Whether this is a bonus or a curse remains unclear. I’ve been lampooned by professionals, amateurs, and kids from the age of five. A tuft of hair, a pair of glasses, a sketchy beard– that’s all it takes. I’ll collect them in a gallery here, just to prove my point.
Admittedly, I’m often a willing participant. Being reduced to a silly sketch is good for the soul. It reminds us that we’re all playing our parts in a wildly entertaining comic opera. My approach to writing history, readers often point out, is peppered with humor since, without it, the past can be a veil of tears. The rise of AI has only made the tears, fo good or ill, flow faster.
This particular cartoon depicts a real event for which I still plead innocent. Back, I believe, in the 1970s, a friend and I wandered into a Portsmouth bar called the Night Owl. Bars were, shall we say, different back then. It might have been a private club, but we knew the bartender. Nothing, as I recall, was going on. The place was dead. Someone, maybe me, put a dime in the jukebox, which was a little improvement.

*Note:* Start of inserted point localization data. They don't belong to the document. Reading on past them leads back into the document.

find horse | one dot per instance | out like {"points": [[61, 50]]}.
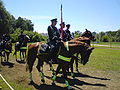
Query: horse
{"points": [[63, 57], [6, 49], [86, 37], [22, 48]]}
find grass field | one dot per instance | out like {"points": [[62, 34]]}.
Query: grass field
{"points": [[102, 59], [105, 59]]}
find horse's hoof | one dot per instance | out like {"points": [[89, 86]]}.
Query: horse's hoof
{"points": [[30, 83], [70, 88], [43, 80], [53, 83]]}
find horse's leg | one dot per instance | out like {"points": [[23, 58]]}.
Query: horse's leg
{"points": [[71, 66], [51, 67], [4, 55], [20, 55], [55, 74], [76, 62], [64, 68], [40, 64], [30, 67], [7, 55]]}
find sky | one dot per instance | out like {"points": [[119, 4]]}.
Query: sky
{"points": [[94, 15]]}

A huge cat was sitting on an unused pool table. It was as bored as we were. Ohimut of sheer whimsy, I picked him/her up and began waltzing around the empty saloon. Long story short, we got kicked out of the Night Owl. When I recalled the event in a local publication, now long gone, the staff cartoonist whipped off this illustration. I shrink to admit, it’s pretty darn accurate.
The moral of the story? First, don’t dance with the owner’s cat in a private club. Second, be careful what tales you tell to people who know how to draw. And third, embrace your inner foolishness. Whether you admit it or not, other people find you hilarious.